Autoras: Anne Caroline Luz Grüdtner da Silva, Elza Berger Salema Coelho e Kathie Njaine

Este artigo investiga as motivações da violência conjugal segundo os depoimentos de homens e mulheres registrados nos inquéritos policiais (IP) da 6ª Delegacia de Polícia de Proteção à Mulher, à Criança e Adolescente de Florianópolis, Santa Catarina, em 2010. Pesquisa quantiqualitativa realizada entre agosto e novembro de 2011. Foram analisadas as informações obtidas nos inquéritos sobre violência doméstica perpetrada pelo companheiro ou ex-companheiro e que continham o depoimento do casal, totalizando 172 IP. Os aspectos selecionados para a análise referem-se ao perfil do casal, e aos relatos da violência segundo a mulher e o homem.
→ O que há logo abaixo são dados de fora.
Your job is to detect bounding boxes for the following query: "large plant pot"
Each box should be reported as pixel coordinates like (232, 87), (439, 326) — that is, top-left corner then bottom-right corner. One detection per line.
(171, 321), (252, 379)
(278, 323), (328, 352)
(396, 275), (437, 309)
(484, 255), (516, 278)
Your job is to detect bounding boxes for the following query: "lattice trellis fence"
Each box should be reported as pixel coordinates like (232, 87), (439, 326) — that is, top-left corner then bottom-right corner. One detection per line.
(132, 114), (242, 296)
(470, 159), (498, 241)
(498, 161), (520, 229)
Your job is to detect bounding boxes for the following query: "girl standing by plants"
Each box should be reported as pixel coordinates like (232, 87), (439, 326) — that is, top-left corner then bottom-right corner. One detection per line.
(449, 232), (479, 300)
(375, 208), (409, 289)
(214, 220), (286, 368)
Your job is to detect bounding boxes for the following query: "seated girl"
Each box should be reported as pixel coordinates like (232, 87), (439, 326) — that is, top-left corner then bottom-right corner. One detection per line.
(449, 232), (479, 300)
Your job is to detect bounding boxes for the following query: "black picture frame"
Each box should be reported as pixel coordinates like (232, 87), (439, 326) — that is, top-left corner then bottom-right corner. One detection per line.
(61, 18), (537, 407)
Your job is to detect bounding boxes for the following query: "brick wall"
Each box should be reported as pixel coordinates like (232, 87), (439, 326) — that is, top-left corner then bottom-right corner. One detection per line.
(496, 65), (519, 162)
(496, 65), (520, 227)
Os resultados apontaram que a maioria dos casais eram separados ou divorciados, com idade entre 31 e 40 anos, estavam empregados e conviveram entre um e onze anos. As agressões ocorreram em função do uso de drogas e ciúme, os homens ao assumirem a violência exercida culpam a mulher de serem responsáveis por seus atos ou minimizam a situação, e acrescentam serem vítimas de violência cometida pela companheira. O estudo conclui que questões culturais de gênero e socioecônomicas estão relacionadas a este tipo de violência, e demonstrou que os homens não reconhecem suas atitudes como violentas, banalizando na maioria das vezes as consequências dessa violência.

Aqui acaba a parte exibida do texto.